Posted by: Tom | 04/13/2008 at 10:58 PM
With regard to the Iraq boondoggle that Frank and Pursuit have defended:
The best of intentions are no excuse. You can reference crimes by Saddam 10-20 years ago but it doesn't change the fact that we contributed directly and indirectly to the deaths of 100,000 to 1million. I can't see anyone being very thankful for that.
Posted by: Bezza | 04/14/2008 at 05:37 PM
So Tom, one must vote for Democrats to prove one is not a Republican? Pretty tough test considering the historically disasterous candidates for pres. that the Dems have nominated recently.
But, ya I have voted for Dems. Sad to say, but I am at least partially responsible for unleashing Obamania on this country. Although, in my defense, he was running against Alan Keyes. I also vote for our current Governor Blago, since his opponent Judy Barr Topinka had more make-up than qualifications. Tragically, he has more hair than ethics, but on the plus side, our most recent ex-Governor, George Ryan, a Republican, really could use some company in prison. Oh, I didn't vote for him either.
Too bad you don't share the same non-partisan views that I have.
Posted by: Pursuit | 04/14/2008 at 09:33 PM
Bezza,
You seem like an almost rational person, so I'll go with it.
Regardless of why we went in to Iraq, you cannot dispute the fact that we are there now. We can argue all day about how much progress is being made, but I have a simple question. What do you think would happen if we packed up and went home now? Do you honestly believe that Iraq would be better off without the coalition forces there, or that fewer people would die? Or, would Mooky take his little Iranian backed militia (which recently got the living shit kicked out of it by.. wait for it.. Al Maliki and and the Iraqi forces with a little air support from the good ol U.S. of A.) and try to take over at least a third of the country, if not all of it. Also, what do you think would happen to all those Iraqis that have been helping the coalition forces, training to be in the Iraqi army as well as in the police force? You think AQI is going to slap them on the back and say, "Hey, honest mistake. You were just trying to survive under the crusaders", or do you think we would see mass murders that would make what Saddam did after the '91 war seem like a walk in the park?

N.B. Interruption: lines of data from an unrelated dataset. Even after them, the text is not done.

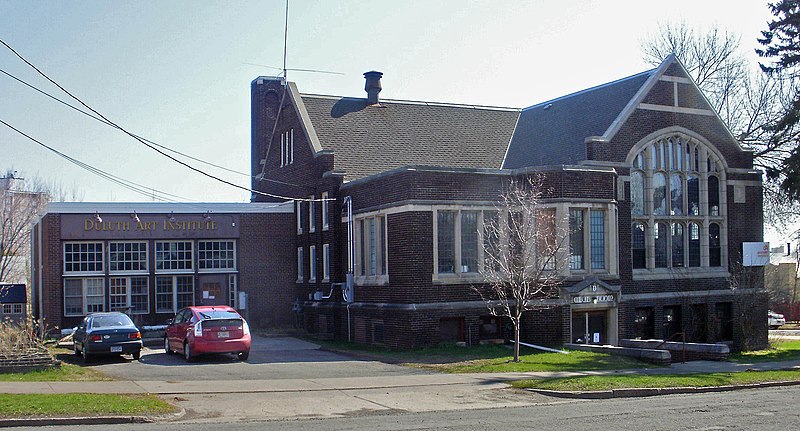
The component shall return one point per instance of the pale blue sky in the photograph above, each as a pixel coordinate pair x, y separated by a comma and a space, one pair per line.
175, 71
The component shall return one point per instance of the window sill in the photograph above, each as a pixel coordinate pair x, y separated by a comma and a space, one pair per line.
372, 280
672, 273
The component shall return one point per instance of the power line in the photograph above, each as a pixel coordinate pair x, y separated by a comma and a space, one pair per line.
120, 128
130, 185
96, 118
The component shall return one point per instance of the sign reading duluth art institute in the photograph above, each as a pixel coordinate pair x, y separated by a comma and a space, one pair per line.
117, 226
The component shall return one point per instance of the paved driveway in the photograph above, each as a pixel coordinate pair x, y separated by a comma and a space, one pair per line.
270, 358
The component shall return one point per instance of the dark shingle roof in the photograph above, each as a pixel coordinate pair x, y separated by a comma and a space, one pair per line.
367, 140
554, 132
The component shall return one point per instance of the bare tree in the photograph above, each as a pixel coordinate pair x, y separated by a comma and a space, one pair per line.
19, 208
520, 245
748, 100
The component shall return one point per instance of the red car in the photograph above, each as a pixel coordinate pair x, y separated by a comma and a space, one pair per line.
208, 329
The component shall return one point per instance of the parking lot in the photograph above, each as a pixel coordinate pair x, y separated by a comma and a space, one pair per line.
270, 358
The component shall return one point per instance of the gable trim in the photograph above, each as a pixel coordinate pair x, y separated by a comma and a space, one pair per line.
676, 109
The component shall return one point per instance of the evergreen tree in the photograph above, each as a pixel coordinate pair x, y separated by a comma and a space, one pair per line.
781, 45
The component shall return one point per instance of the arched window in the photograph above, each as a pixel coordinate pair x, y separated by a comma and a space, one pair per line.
676, 194
693, 195
660, 233
714, 245
694, 245
637, 193
638, 246
677, 185
677, 245
659, 194
713, 195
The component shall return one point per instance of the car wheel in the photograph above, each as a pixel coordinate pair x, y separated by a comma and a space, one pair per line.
187, 352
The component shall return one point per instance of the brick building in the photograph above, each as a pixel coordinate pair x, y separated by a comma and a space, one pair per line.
151, 259
656, 193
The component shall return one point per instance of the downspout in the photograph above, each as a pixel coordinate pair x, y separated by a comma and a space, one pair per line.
348, 202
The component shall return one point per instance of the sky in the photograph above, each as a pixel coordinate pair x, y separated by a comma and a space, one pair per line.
178, 73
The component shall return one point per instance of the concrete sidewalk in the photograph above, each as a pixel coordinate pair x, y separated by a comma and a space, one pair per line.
356, 383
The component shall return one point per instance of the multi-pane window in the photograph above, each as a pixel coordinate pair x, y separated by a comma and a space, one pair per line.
174, 256
127, 257
287, 147
576, 239
83, 296
174, 292
216, 255
326, 262
312, 263
371, 246
325, 215
311, 214
598, 238
667, 177
299, 263
129, 294
83, 257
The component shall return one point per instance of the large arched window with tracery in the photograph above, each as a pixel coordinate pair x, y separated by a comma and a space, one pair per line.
677, 199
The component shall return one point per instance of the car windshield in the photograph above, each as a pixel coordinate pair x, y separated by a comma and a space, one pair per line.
218, 314
111, 321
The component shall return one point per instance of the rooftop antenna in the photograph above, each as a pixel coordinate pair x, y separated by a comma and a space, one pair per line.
285, 38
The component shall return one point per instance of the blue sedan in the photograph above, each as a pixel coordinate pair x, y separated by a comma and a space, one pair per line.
110, 333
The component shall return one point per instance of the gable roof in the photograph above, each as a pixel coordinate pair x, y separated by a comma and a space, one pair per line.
554, 132
369, 139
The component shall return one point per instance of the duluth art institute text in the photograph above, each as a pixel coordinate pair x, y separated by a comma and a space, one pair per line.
166, 225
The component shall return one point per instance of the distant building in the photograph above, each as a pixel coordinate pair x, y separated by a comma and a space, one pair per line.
151, 259
13, 303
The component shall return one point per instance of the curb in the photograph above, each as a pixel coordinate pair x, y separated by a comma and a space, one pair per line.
95, 420
651, 392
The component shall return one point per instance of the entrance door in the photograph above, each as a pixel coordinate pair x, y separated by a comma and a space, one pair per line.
214, 289
589, 327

Personally, I would like to see this whole thing wrap up successfully, which means that we allow the Iraqis to continue to build on the progress they have made toward a stable country free of outside influence from either Iran or Al Qaeda.
But hey, I'm just the kind of guy who likes to avoid seeing those who yearn for the freedom for self determination getting their heads sawed off by radical scum.
Posted by: Frank | 04/14/2008 at 10:42 PM
Hate to join the party so late, but I was on vacation.
Ennyhoo, I couldn't let Bezza's misinformation go unchallenged. He claimed that "There are between 100,000 and 1million iraqi civvies dead" as a result of our intervention in Iraq.
Lessee here, during the US Civil War, about 620,000 died in about four years of fighting. Not one day of fighting in Iraq matches the intensity of fighting during the Civil War, so the figures Bezza cites are unrealistic, not to mention sensationalist.
Sorry to burst your bubble, but if you believe those numbers, you've been duped.